Con la excusa de conservar la vida que han recibido, mucha gente lo único que hace es encerrarse y apagar lentamente el don recibido. Se parecen a las vírgenes necias, o al siervo perezoso que enterró el talento en la tierra. Aunque te parezca increíble o imposible, yo, el Señor, te digo que hay más vida de la que te imaginas. Si no la descubres es que te has encerrado en un castillo impenetrable.

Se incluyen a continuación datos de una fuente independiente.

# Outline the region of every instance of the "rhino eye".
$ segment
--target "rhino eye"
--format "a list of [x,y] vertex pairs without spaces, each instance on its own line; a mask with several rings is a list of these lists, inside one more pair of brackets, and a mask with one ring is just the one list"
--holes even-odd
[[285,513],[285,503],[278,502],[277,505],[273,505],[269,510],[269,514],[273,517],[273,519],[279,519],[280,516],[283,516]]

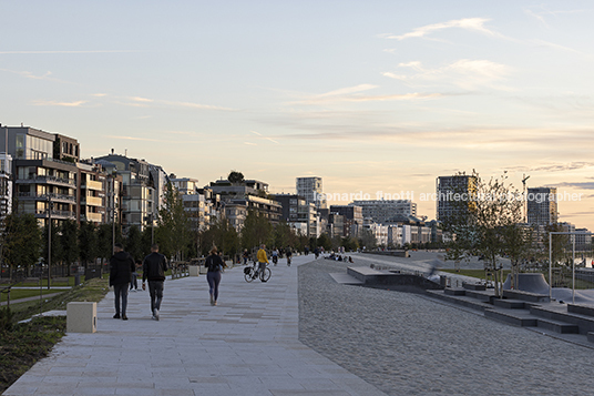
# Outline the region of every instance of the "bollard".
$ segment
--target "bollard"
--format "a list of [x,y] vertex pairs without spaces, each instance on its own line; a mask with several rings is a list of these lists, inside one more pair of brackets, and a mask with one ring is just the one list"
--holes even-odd
[[66,333],[95,333],[96,303],[68,303]]

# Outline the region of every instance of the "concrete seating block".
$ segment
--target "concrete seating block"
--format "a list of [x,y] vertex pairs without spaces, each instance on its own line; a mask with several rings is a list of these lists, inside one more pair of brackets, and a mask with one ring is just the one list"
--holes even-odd
[[68,303],[66,305],[68,333],[96,332],[96,303]]
[[190,265],[187,268],[190,276],[198,276],[201,274],[199,265]]

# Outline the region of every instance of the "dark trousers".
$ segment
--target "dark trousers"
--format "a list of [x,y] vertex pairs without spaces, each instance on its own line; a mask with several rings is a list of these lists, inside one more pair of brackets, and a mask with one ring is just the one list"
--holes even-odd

Tu pesimismo, querido hombre, es acusación. Te has acomodado en la sala del bienestar y sólo sabes mirarte o mirar la TV. Te ocupas en controlarlo todo, en conservarlo todo en vez de abrir la puerta a los que necesitan cuidados. No te encarnas, y por eso no nace nada. ¡Si al menos en este tiempo te abrieras a la verdad y a la palabra que te traigo! Estoy cerca, ¿por qué no me ves? Nada más. Tu Dios que te quiere
(A.  GINEL, Materiales para el Adviento, Editorial CCS, 12-15)
 
Para la reflexión
– ¿Qué motivos explican el pesimismo del hombre en la primera carta? ¿Por qué se muestra pesimista?
– ¿Cómo responde Dios a este pesimismo?
– ¿Cuáles son nuestras resistencias, nuestros desalientos, nuestros desencantos?
– ¿Cómo nos situamos en este adviento ante nosotros mismos, ante los demás, ante Dios?
– Escribir una carta a Dios que exprese nuestra situación y nuestra actitud personal
– Llegar después a un rato de oración e intentar escuchar la respuesta de Dios.